Rating: Summary: Examples, no simplistic worksheets Review: I own this book, and it's terrible. Many of the so-called examples are extraordinarily simplistic. The likes of which I'd not seen since grade school. No joke! And, perhaps most remarkably, there are no real worksheets given to help write. A far better choice for beginners is The Screenplay Workbook: The Writing Before the Writing, by Jeremy Robinson and Tom Mungovan. It will give you a much stronger set of story creation tools, including some excellent worksheets on plot structure, and has plenty of worksheets to start your writing. But whatever you do, avoid The Screenwriter's Bible.
Rating: Summary: 3rd Edition only improves! Review: I recently read the 3rd edition of this book and must say that this book only improves if you can believe that. Over 120 pages have been added including an entire new book on the Spec Style that takes the reader through pages of one of Trottier's purchased screenplays. He now uses examples from many new movies like GOOD WILL HUNTING, TITANIC, THE TRUMAN SHOW, and many others. He even uses examples from movies that haven't actually been produced yet, only purchased, to show what he means by high-concept loglines. The single best book available on screenwriting!!

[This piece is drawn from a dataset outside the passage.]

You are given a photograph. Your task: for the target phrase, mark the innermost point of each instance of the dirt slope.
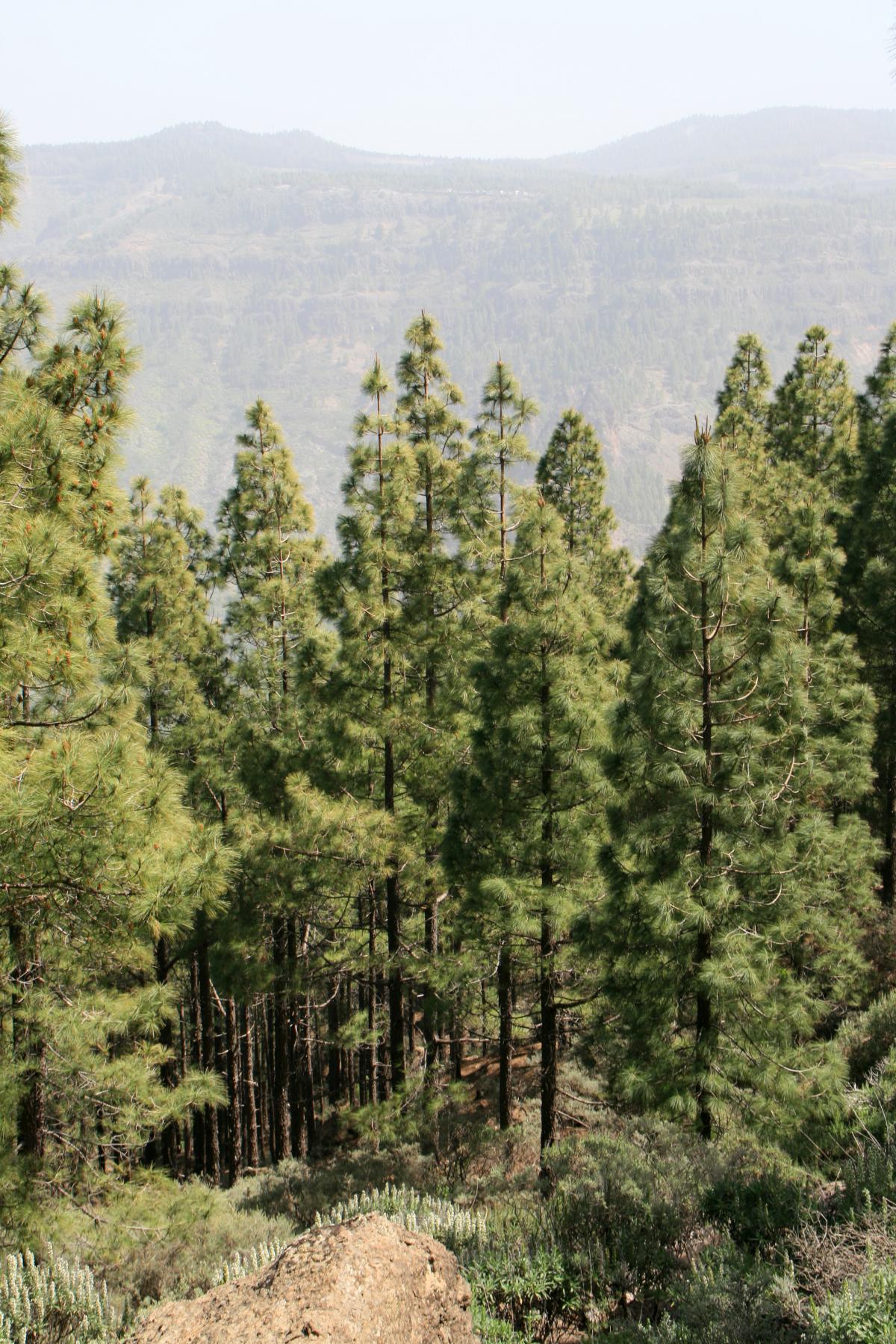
(366, 1281)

Rating: Summary: An indespensible guide... Review: I recommend this guide two levels. Firstly, it's an excellent guide for beginners. If you need to know formatting, etc, this is exactly what you're looking for. Secondly, it makes an excellent reference to have nearby while writing. It's only a matter of time before you get stuck on something, and this guide is sure to get you out. I bought 6 other how-to's on this subject before I found this one, and I sure wish I had found this first.

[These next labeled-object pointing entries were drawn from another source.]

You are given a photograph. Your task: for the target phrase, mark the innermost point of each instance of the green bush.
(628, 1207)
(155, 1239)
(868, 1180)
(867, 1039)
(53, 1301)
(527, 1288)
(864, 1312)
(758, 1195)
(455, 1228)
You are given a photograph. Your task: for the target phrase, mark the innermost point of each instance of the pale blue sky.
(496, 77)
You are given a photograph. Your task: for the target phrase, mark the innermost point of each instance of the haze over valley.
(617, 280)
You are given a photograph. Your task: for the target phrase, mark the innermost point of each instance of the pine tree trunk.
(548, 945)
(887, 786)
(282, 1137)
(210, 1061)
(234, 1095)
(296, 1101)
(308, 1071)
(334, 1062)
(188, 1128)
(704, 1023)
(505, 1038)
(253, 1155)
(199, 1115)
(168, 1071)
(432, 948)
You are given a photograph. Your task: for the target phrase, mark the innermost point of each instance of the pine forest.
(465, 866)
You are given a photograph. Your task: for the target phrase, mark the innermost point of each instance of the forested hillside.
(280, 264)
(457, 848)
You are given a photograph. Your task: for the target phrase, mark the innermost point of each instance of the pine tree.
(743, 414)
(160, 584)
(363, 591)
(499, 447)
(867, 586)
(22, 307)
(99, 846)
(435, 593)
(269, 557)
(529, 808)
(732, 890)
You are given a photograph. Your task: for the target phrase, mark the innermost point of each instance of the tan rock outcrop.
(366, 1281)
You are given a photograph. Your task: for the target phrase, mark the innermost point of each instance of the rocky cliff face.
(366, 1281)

Rating: Summary: Great place to start Review: I was already a writer before tackling screenplays, so I was not looking to this book for advice on how to write. I needed help with the dos and don'ts of the screenplay format and that's exactly what I got. "Elements of Style" it isn't, but there are many good tips about how to handle characters and story in the screenplay form. If you are a new writer or a slave to prose, this will help. The book helped me understand the differences between the scripts you read in script libraries and the spec script you want to write and sell. I found out that even my latest upgrade for Screenwriter 2000 software includes by default things that are not format-appropriate for spec scripts. How much time and trouble did that little tidbit save me? [price]bucks very well-spent.

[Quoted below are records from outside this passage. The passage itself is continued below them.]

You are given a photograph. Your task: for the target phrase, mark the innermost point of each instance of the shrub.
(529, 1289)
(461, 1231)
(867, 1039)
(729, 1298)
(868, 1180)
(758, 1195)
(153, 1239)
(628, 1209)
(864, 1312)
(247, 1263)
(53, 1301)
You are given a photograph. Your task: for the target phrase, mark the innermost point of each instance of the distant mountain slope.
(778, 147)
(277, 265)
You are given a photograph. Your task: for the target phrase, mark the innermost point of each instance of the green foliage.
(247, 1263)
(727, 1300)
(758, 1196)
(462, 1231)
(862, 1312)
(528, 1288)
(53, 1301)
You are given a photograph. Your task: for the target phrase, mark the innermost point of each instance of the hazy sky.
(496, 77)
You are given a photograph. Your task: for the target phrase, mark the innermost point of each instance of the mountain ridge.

Rating: Summary: Valuable Review: I'm not a big fan of books that claim to teach people how to write. However, this book deals with formatting issues that many people who have never written a screenplay will be confronted with and it answers their inevitable questions succinctly. If you aren't new to screenplay format, this book will probably not be incredibly useful to you (though it might have the odd answer to the odd question); but if you are about to begin your first journey into the world of the screenplay, this book will prove to be very valuable.